Are You Modern Yet?
If you’re a BI architect responsible for designing Azure-based cloud BI solutions and you’re not following the James Serra’s blog, you’re missing a lot. Previously an independent consultant and MVP, James works now as a Big Data/Data Warehouse Evangelist at Microsoft. I can’t agree more with his latest blog “Should I load structured data into my data lake?”
We’ve heard a lot lately about what the “modern” data warehouse architecture should look like from Microsoft and other vendors. Here is the diagram taken from, you guessed it, the Microsoft Modern Data Warehouse page.
The problem is that many organizations take this diagram verbatim when it makes sense and when it doesn’t.

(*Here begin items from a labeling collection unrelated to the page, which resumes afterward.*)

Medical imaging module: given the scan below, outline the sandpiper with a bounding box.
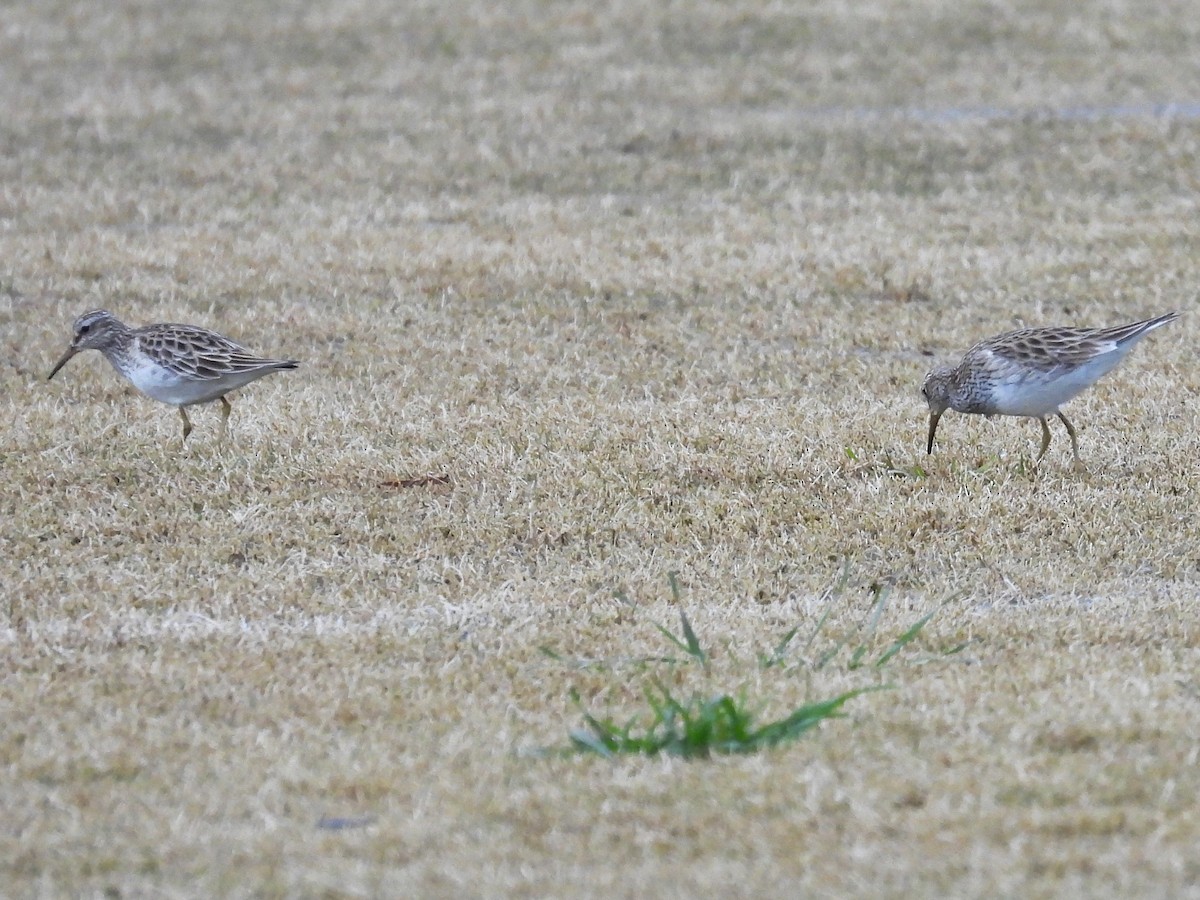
[46,310,300,442]
[920,312,1180,468]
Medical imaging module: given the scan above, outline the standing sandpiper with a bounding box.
[46,310,299,442]
[920,312,1180,468]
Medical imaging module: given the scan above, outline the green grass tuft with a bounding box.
[561,679,880,760]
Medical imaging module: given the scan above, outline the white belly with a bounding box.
[125,365,255,407]
[991,352,1124,419]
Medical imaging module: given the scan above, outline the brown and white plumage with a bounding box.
[922,312,1180,466]
[47,310,299,440]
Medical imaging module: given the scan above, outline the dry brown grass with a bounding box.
[0,0,1200,896]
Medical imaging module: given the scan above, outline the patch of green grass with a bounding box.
[552,571,967,758]
[570,679,880,760]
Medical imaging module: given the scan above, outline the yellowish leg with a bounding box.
[1034,419,1050,462]
[1058,413,1087,472]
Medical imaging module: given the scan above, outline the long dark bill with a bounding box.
[925,413,942,454]
[46,347,79,382]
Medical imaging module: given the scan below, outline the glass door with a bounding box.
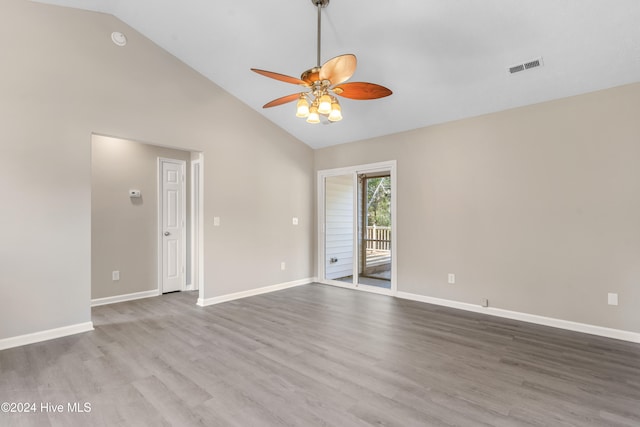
[318,161,396,294]
[358,172,392,289]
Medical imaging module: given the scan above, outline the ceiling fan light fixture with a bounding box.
[251,0,392,123]
[318,93,331,114]
[307,105,320,124]
[296,94,309,118]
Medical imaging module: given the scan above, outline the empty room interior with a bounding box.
[0,0,640,427]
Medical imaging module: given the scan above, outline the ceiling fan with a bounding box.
[251,0,393,123]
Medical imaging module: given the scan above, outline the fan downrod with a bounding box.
[311,0,329,7]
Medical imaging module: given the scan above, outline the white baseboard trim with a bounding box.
[0,322,93,350]
[396,292,640,343]
[91,289,160,307]
[197,277,313,307]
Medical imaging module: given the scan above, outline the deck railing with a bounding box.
[365,225,391,251]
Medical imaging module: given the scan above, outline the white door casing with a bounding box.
[158,159,186,293]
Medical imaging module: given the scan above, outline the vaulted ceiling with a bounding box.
[32,0,640,148]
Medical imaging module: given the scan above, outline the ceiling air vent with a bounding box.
[507,58,543,74]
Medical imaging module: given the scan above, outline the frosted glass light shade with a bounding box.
[318,95,331,114]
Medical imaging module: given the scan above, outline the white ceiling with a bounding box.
[32,0,640,148]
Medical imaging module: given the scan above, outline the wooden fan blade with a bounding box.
[251,68,309,87]
[320,53,358,85]
[262,93,300,108]
[332,82,393,99]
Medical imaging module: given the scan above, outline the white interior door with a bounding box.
[318,160,397,295]
[159,159,186,293]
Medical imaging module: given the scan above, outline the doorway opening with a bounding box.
[358,172,392,289]
[318,161,396,294]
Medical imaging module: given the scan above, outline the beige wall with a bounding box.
[0,0,313,339]
[91,135,191,299]
[315,84,640,332]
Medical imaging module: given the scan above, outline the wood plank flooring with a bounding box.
[0,284,640,427]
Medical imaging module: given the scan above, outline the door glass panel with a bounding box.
[358,174,392,289]
[324,174,355,283]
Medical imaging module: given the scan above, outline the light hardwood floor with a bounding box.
[0,285,640,427]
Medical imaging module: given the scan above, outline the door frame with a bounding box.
[316,160,398,295]
[188,153,204,290]
[157,157,187,294]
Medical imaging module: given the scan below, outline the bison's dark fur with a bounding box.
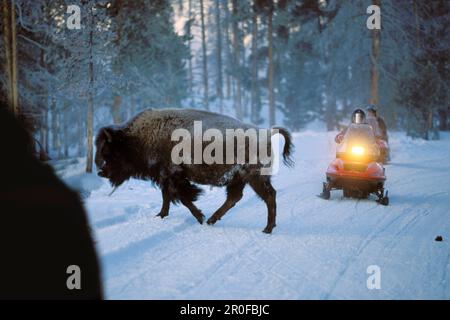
[95,109,293,233]
[0,106,102,299]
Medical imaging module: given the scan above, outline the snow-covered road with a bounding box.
[75,131,450,299]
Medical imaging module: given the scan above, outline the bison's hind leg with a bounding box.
[249,175,277,233]
[156,184,170,219]
[207,178,245,225]
[175,179,205,224]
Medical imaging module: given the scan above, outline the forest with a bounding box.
[0,0,450,172]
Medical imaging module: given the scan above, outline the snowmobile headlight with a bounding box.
[352,146,365,156]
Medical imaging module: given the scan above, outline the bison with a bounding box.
[0,103,103,299]
[95,109,293,233]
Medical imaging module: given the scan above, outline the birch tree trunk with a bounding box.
[267,0,276,126]
[3,0,19,114]
[370,0,381,105]
[111,95,122,124]
[250,4,261,124]
[187,0,194,100]
[224,2,233,99]
[232,0,243,120]
[200,0,209,110]
[86,7,94,173]
[215,0,223,112]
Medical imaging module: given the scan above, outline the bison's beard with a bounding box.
[99,167,131,189]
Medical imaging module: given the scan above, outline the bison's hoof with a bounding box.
[155,212,169,219]
[263,226,275,234]
[195,213,205,224]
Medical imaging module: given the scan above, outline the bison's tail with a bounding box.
[272,127,294,167]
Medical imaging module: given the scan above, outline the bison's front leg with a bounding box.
[181,199,205,224]
[249,176,277,233]
[207,179,245,225]
[156,186,170,219]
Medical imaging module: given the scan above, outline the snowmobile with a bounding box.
[320,123,389,206]
[377,139,390,164]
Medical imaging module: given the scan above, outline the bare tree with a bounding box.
[3,0,19,114]
[86,5,94,173]
[215,0,223,112]
[267,0,276,126]
[232,0,243,119]
[200,0,209,109]
[250,1,261,123]
[370,0,381,104]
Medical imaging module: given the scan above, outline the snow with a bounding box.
[59,126,450,299]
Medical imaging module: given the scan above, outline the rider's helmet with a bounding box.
[352,109,366,124]
[366,104,377,116]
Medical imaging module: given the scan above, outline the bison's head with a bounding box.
[95,126,134,187]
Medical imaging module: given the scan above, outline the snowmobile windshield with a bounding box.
[337,123,379,161]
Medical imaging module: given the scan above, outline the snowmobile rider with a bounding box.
[366,104,389,142]
[334,109,366,143]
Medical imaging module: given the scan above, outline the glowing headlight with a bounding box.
[352,146,364,156]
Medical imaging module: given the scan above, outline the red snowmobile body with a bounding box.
[321,124,389,205]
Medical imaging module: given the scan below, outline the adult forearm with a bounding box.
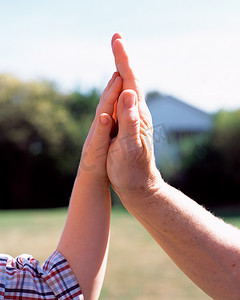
[58,175,111,299]
[125,179,240,299]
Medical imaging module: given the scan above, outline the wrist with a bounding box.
[119,167,165,209]
[75,170,109,191]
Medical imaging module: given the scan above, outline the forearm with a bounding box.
[58,173,111,300]
[124,179,240,299]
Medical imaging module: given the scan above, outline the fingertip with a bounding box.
[121,89,137,108]
[111,32,123,46]
[99,113,111,126]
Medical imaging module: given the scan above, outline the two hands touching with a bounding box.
[79,34,162,208]
[57,34,240,300]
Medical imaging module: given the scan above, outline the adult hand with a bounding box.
[107,34,162,206]
[78,72,122,181]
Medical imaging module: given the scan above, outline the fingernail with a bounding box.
[123,94,135,108]
[100,116,109,125]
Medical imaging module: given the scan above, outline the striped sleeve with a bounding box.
[0,251,84,300]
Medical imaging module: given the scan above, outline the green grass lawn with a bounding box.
[0,209,240,300]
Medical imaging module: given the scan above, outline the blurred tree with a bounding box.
[0,75,99,208]
[171,110,240,208]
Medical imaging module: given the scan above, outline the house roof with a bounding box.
[147,93,212,132]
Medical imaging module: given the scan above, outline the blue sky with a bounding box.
[0,0,240,111]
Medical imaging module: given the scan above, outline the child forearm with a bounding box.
[58,174,111,299]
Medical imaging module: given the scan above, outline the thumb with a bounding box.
[117,90,140,143]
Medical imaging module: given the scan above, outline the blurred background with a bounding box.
[0,0,240,299]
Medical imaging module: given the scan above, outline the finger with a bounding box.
[118,90,141,145]
[112,36,144,101]
[111,32,124,46]
[96,76,122,116]
[100,72,119,102]
[91,113,113,159]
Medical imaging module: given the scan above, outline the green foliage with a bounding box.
[172,110,240,207]
[0,75,99,207]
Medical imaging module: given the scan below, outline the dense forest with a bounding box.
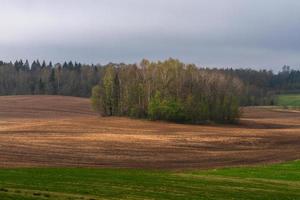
[0,59,300,123]
[92,59,243,123]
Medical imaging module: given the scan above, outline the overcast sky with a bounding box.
[0,0,300,69]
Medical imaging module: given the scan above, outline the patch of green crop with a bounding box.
[0,161,300,200]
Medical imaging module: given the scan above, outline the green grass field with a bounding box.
[277,94,300,107]
[0,161,300,200]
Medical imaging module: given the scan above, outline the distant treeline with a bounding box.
[92,59,243,123]
[0,59,300,122]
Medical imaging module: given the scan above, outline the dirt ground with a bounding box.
[0,96,300,169]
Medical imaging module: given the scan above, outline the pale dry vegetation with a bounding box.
[0,96,300,169]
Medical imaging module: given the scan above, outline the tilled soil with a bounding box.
[0,96,300,169]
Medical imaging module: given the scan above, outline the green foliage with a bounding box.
[90,59,243,123]
[91,85,105,115]
[148,92,185,122]
[0,161,300,200]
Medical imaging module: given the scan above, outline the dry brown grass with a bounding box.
[0,96,300,169]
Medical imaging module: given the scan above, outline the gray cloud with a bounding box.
[0,0,300,69]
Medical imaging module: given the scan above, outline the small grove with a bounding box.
[91,59,243,124]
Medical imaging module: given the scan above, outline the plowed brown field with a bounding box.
[0,96,300,169]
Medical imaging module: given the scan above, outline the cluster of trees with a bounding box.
[92,59,243,123]
[220,65,300,106]
[0,60,102,97]
[0,59,300,123]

For example, a client exports data from on-premises relational databases to text files in Azure Data Lake, only to load it later in a cloud data warehouse. To my observation that this is redundant and pointless, they answered that I shouldn’t deemphasize the “whole Big Data” architecture should one day their users decide to do machine learning. To my observation that should this moment arrive, data scientists will benefit more if the data is readily accessible in a relational database, they said that it contradicts what Microsoft recommended.
Of course, this “modern” architecture makes a lot of sense to the vendor (it’s a nice and perpetual revenue stream) or the consulting partner (the more stuff, the higher the bill) but more than likely is an overkill for you. Here are the most common issues I see organizations making on their BI journey to the cloud:
- Excessive data movement – The more you move the data, the more problems. You know it and I know it. Data quality issues, latency, maintenance and endless troubleshooting, etc. In another case, I saw a Cosmos DB sneaked in between, just in case there is too much structure in the source data.
- Architecture “gold plating” – A classic example, which the diagram perpetuates, is Azure SQL Data Warehouse. If you have a few million rows of data in your data center, would you buy Teradata? Of course, you wouldn’t! Now, just because you can afford the monthly premium for Azure SQL Data Warehouse, why would you go for an MPP platform? Not to mention that more than likely you’d have to redo your entire ETL if you are migrating from premises as there is still no T-SQL parity. I wouldn’t even consider Azure SQL Data Warehouse for workloads less than 1 TB. And not even then because a semantic model will probably do the heavy lifting. And on ETL, where Microsoft recommends ADF, read my thoughts on it here.
- Migrating to the cloud to save cost – No vendor would let its cloud (or whatever) alternative cannibalize another offering. For me, your primary goal for migrating to the cloud should be not cost savings but reliability and convenience. Try to get your IT department to promise SLA or promise anything for that matter. Or provision a VM in minutes? Cost alone, more than likely you’ll spend more moving to the cloud, especially if you go PaaS. For example, a client found that their bill went up astronomically because each BI PaaS offering (Database Engine, Analysis Services, ETL, Power BI) has its own pricing compared to covering all of these with a single SQL Server EE license in their data center. The “modern” architecture above could easily run $50,000/mo which is what a perpetual SQL Server EE license will cost you but over years.
They asked a famous writer one day when he knows that the manuscript is done, and he said when there is nothing more to take out. This principle should apply to BI architectures too. What can you take out to meet the business requirements without overcomplicating? It does cost a lot to be “modern”.